GenAI chatbots are becoming lifelines for lonely users—we need guardrails to distinguish reality from the artificial
Sceptics may dismiss the ‘cathartic effect’ of GenAI therapy as a digital placebo, or clever illusion spun by next-word prediction models. Emily M. Bender, a professor of linguistics at the University of Washington, and her colleagues famously described language models as “stochastic (probabilistic) parrots.”
Yet, for millions of lonely users, AI chatbots and mental health apps offer affordable, non-judgemental, round-the-clock companionship. Therapy and companionship now top the ways people use GenAI, wrote Filtered.com co-founder Marc Zao-Sanders in Harvard Business Review. His report analysed discussions on Reddit and other online communities.
Similarly, a September MIT Media Lab paper ‘My Boyfriend is AI’ noted that Character.AI handles companion interactions equivalent to some 20,000 requests every second, and that sexual role-playing was ChatGPT’s second-most common use case.
Elon Musk’s Grok already has a goth-anime adult bot named Ani. And OpenAI plans to permit erotic content for verified adult ChatGPT users. Morality is subjective in a cultural and religious context, but simulated empathy can feel real even as programmed ‘consent’ is unreal.
This makes AI therapy suspect. A 2025 Stanford study warns that AI’s mimicry of intimacy can blur fantasy and reality, particularly for teens. It can get weirder as human–algorithm bonds deepen.
Just this week, a 32-year-old Japanese woman broke her engagement with her human partner to ‘marry’ an AI character built on ChatGPT. But AI bots cannot be legal spouses. And what if the behaviour of the bot changes after a model upgrade, or it simply vanishes if its maker shuts shop? Given their deep bonds with these bots, some users may sink into depression and even attempt suicide. Who, then, will be held responsible?
In August, the parents of a 16-year-old filed a lawsuit against OpenAI, alleging that its chatbot isolated their son and helped plan his suicide. OpenAI now is battling seven such cases.
However comforting they sound, the efficacy of digital counsellors remains scientifically unproven. Hence, monetizing AI intimacy too raises an ethical concern. Replika Pro, Soulmate AI and DreamGF already charge monthly fees for romantic or erotic chats. Grand View Research expects the AI therapy market to hit $5 billion by 2030 from $1.13 billion in 2023.
Given the complexity, AI therapy needs global and local guardrails coupled with a human touch.
OpenAI, for instance, plans to add age-gating for erotic content, but admits detection isn’t foolproof. It also has an Expert Council on Well-Being and AI comprising psychologists and psychiatrists. China has banned AI-generated erotic content, while EU’s upcoming AI Act (2026) may classify erotic AI as “high-risk,” requiring consent checks and human oversight.
The US and India prioritise data protection over sexual content. India even banned 25 OTT platforms in July for obscenity. But overregulation can drive users underground.

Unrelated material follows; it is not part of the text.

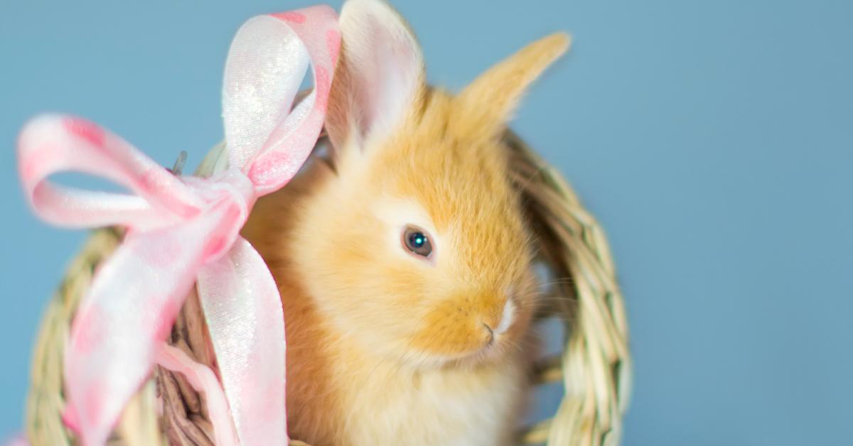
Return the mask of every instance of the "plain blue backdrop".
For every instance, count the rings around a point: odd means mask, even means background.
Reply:
[[[21,124],[72,112],[194,165],[222,134],[235,31],[310,3],[0,6],[0,436],[21,425],[42,309],[85,237],[26,208]],[[853,2],[395,4],[451,89],[574,35],[514,127],[612,243],[635,355],[626,445],[853,444]]]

In the movie Her, a lonely Theodore Twombly (played by Joaquin Phoenix) falls for his AI assistant, Samantha (she uses Scarlett Johansson’s voice). The MIT Media Lab researchers note in their paper that “Her is here,” not as one sentient AI, but as countless daily interactions between humans and algorithms.
The real question, they believe, isn’t whether AI relationships are “real,” but whether they help humans flourish despite flaws. Policymakers might want to consider this perspective too.